Sorry, edit op changed to BlackJack.

Posted
Why is Thai Buddhism a theatrical performance? They have helped preserve a lineage going back to the Buddha bringing the teachings to us today. Without it we may not have the privilege of knowing about Buddhism at all. We should be grateful to Thai Budhism surely?

My guess as to why the poster thinks it's a 'theatrical performance' is because of the following of rites and rituals that have very little to do with the basic tenets of Buddhism, that being, the abolishment of a personal identity. How can one overcome the desires confronting oneself if caught up in the rites and rituals that promote personal identity?
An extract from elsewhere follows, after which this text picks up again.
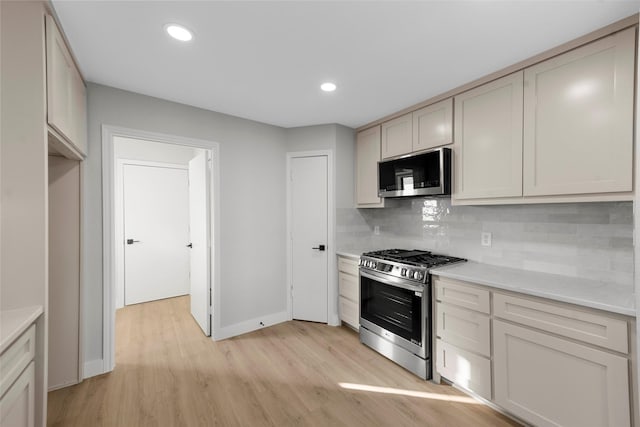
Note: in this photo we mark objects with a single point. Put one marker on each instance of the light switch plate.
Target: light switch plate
(485, 239)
I find many of the temple practices confusing and a bit odd (not wanting to sound like I'm slamming Thai Buddhism here I hope).

"We should be grateful to Thai Budhism surely?" But what are they teaching? It sometime almost seems like the exact opposite of the doctrine of the Anatman. Sidharta's awakening was to the fact that we don't have a personal identity. Thus, he negated the Hindu 'Atman' doctrine.

Posted
An interesting view of religion by film maker Josh Becker ... written about the time that Gibson's strange movie was to be released:

It wasn't interesting for me. Becker is a little-known independent film director (Alien Apocalypse, etc) and yet as a director he thinks Jesus must be played by a Jew. Presumably Hitler must always be played by a German too. Whatever happened to the idea of acting?

Becker conveniently ignores Buddhism since it doesn't fit his theories about religion in general. But then he probably doesn't know anything about the the first trans-national religion in history.

Taken on its own terms (a wake-up call for lapsed and non-practising Christians), Gibson's self-financed Passion was a brilliant success - probably the most successful religious movie of all time and certainly the most authentic. Any independent director would be envious of that.

I just wish someone could do the same for the Buddha and Buddhism. If the upcoming film based on Old Path White Clouds was aimed specifically at a Buddhist audience, it might have a chance. But as "Lawrence of Arabia meets Gladiator" (the producer's words) aimed at mainstream Western audiences, I doubt it will.